Ostatnio posłuchałem sobie Roty i Wróć Jasieńku, nie spodziewałem się tak wielkiej emocji, która mną targnęła podczas słuchania. Aż mnie oczy “zaswędziały”…

4 polubienia

Mnie też!

3 polubienia

A pamiętam jak to moja ulubiona koleżanka forumowa,do nocnych dyskursów [krewka zośka] wręcz nie znosiła zespołu :joy:

1 polubienie

O serio? Tez z nią często gadałem, ale tego tematu akurat nie poruszalismy.

1 polubienie

To raczej przypadkowo wyszło.Chyba puściłem Intermezzo No.1,akurat nie śpiewane…Czy może jakaś sylwestrowa okazja…Nie pamiętam.
Ale pamietam jak bardzo mnie wtedy zaskoczyła.

1 polubienie

Noooo, Intermezzo, to bardzo nietypowy dla ABBY utwór.

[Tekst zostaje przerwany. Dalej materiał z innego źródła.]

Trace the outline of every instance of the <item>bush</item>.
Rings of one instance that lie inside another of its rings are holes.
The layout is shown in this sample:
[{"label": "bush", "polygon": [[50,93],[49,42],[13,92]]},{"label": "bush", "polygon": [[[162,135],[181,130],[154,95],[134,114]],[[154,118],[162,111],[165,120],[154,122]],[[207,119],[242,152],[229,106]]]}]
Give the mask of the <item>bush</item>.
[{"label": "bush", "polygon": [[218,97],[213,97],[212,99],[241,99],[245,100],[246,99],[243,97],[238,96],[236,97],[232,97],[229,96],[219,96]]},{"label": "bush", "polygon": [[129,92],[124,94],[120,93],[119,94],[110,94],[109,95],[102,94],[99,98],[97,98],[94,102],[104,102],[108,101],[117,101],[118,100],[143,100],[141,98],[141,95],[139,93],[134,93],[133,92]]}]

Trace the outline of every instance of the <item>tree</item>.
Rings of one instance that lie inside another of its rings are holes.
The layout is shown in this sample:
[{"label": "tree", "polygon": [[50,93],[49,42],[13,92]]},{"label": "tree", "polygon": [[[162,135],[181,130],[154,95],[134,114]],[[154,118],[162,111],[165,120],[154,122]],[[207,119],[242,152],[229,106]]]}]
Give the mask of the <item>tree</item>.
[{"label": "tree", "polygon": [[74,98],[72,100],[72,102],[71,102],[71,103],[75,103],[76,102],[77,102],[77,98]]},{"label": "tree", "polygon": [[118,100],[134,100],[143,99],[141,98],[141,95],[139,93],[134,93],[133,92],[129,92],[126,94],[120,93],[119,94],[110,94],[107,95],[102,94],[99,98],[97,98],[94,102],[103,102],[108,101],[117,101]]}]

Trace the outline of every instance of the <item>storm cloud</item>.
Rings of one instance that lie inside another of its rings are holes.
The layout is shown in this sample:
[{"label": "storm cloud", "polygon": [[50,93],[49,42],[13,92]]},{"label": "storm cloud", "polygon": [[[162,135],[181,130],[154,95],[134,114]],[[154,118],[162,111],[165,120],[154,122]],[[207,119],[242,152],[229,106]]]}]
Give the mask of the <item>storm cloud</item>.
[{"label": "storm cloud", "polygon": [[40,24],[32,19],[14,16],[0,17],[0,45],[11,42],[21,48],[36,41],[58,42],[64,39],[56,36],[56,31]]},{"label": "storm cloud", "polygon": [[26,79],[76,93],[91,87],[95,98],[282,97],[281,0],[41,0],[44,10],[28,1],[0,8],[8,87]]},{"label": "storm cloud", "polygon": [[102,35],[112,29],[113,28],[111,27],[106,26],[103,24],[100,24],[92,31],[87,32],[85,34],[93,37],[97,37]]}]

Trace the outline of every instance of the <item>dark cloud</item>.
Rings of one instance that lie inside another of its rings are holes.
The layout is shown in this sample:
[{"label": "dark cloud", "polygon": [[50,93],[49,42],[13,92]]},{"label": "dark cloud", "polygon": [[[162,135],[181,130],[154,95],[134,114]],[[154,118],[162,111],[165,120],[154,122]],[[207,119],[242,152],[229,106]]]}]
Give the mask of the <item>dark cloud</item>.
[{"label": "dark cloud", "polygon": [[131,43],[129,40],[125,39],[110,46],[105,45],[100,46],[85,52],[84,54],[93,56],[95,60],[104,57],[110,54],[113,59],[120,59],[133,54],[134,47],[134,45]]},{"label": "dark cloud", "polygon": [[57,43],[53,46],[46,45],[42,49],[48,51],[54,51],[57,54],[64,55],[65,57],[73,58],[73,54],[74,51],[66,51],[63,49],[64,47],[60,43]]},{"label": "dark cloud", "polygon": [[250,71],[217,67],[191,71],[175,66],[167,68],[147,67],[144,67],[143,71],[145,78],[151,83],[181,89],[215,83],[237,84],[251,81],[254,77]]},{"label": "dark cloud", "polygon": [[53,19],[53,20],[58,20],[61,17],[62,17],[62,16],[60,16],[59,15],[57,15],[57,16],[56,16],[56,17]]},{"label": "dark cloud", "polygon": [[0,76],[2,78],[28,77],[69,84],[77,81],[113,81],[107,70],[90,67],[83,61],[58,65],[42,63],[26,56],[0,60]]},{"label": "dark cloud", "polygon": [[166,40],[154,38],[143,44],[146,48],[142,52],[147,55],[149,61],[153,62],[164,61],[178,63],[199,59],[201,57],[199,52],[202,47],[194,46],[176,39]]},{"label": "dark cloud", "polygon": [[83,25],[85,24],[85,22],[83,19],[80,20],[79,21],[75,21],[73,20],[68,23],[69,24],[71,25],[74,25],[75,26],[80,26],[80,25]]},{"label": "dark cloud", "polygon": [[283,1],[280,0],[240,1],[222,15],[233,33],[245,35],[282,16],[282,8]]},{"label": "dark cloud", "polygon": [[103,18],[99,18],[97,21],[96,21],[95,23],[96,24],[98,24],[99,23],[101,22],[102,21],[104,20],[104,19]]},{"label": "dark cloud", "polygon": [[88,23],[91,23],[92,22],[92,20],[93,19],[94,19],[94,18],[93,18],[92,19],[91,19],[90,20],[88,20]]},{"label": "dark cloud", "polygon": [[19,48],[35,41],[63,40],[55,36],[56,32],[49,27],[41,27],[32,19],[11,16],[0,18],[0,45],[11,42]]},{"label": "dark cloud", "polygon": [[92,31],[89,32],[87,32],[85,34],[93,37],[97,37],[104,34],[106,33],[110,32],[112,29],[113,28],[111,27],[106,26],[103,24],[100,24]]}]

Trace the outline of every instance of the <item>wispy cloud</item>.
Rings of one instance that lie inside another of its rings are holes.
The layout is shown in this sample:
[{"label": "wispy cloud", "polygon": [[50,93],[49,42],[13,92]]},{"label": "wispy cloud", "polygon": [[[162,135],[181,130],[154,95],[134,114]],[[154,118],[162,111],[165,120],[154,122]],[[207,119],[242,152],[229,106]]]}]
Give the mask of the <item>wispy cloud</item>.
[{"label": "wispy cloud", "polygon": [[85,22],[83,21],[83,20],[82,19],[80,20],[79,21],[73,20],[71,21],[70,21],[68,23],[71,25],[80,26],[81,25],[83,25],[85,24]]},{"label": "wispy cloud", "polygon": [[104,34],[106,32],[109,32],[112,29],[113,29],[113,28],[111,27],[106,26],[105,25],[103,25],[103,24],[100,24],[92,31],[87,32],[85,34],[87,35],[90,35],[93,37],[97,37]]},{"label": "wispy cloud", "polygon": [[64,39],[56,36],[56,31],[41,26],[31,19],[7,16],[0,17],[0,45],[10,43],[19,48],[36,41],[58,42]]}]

Mało kto usłyszawszy go przypisze do tego zespołu.

1 polubienie

Aby niewtajemniczeni mięli pojęcie :wink:
Chyba od tego sie ta rozmowa zaczęła ale na 100 procent pewności nie mam…

1 polubienie

Nie ABBA to ogolnie nie moje dźwięki. Widac ciezkie dziecinstwo mialam z tym jako tlem mzycznym?:innocent:wzrusza mnie?
Tak jak wiele tego typu muzyki.
The Doors Riders on the Storm i Skorpion z Wind of Change, ale to drugie ze względów osobistych lata pozniej po nagraniu. No i dodam z mojego podwórka

Też to lubię.

1 polubienie

Justin Hayward i John Lodge czyli Blue Jays…Dwaj frontmani grupy The Moody Blues,nagrali zupęlnie niespodziewanie,w 1975 roku,cudowny album!
Wszystko tu jest baśniowe.Od okładki po aranżacje z wręcz bizantyjskim rozmachem,których nie powstydziłby i ksiądz Vivaldi…
Tylko jedno pozostaje bardzo ludzkie.Teksty,pełne liryzmu,czasem smutku ale czasem i pełne nadziei.Jak chyba przede wszystkim ten…Maybe…Przedostatni utwór na płycie.
Bardzo przypomina inną kompozycje Moodies,“Isn’t Life Strange”
I do tego ten sam rodzaj refleksji…

1 polubienie

Zaczynają mnie wzruszać niektóre moje wspomnienia. I wczoraj tak było, gdy po raz trzeci poprawiałem krzyżówkę co ją w konkursie kolegi @benasek wystawiałem. I w którymś momencie stanęła mi przed oczami jak żywa pewna scenka z mojego rodzinnego życia. Z malutkimi córeczkami i żoną. Zrobiło mi się wilgotno pod powiekami.

3 polubienia

Moja córka przyszła na świat 18 grudnia…
Ilekroć w domu postawie i oświetlę choinkę,wraca do mnie ta chwila…Kilka chwil, gdy z małą na rękach,po raz pierwszy podeszliśmy do tych światełek.I jej szeroko otwarte oczy :smile:
Spełnienie :heart: :christmas_tree:

1 polubienie

Przestań, bo mnie zaraz takie coś łzawienie powoduje.

1 polubienie

A ja,mimo wszystko,lubie ten rodzaj wzruszeń.Byle w spokoju,bez pośpiechu…

1 polubienie

Nie dziwię się, każdy przyzwoity człowiek to lubi. Tylko, czasem ten nadmiar tego wzruszenia…

1 polubienie

A czy mamy dzisiaj czas na nadmiar?
Ja widzę to raczej odwrotnie.Brak mi tego czasu…Zresztą…Z tego co widzę to ja i tak sobie niezle radzę :thinking:

1 polubienie

Pojdziesz na emeryture to dopiero zacznie Ci czasu brakowac…tyle zaległości.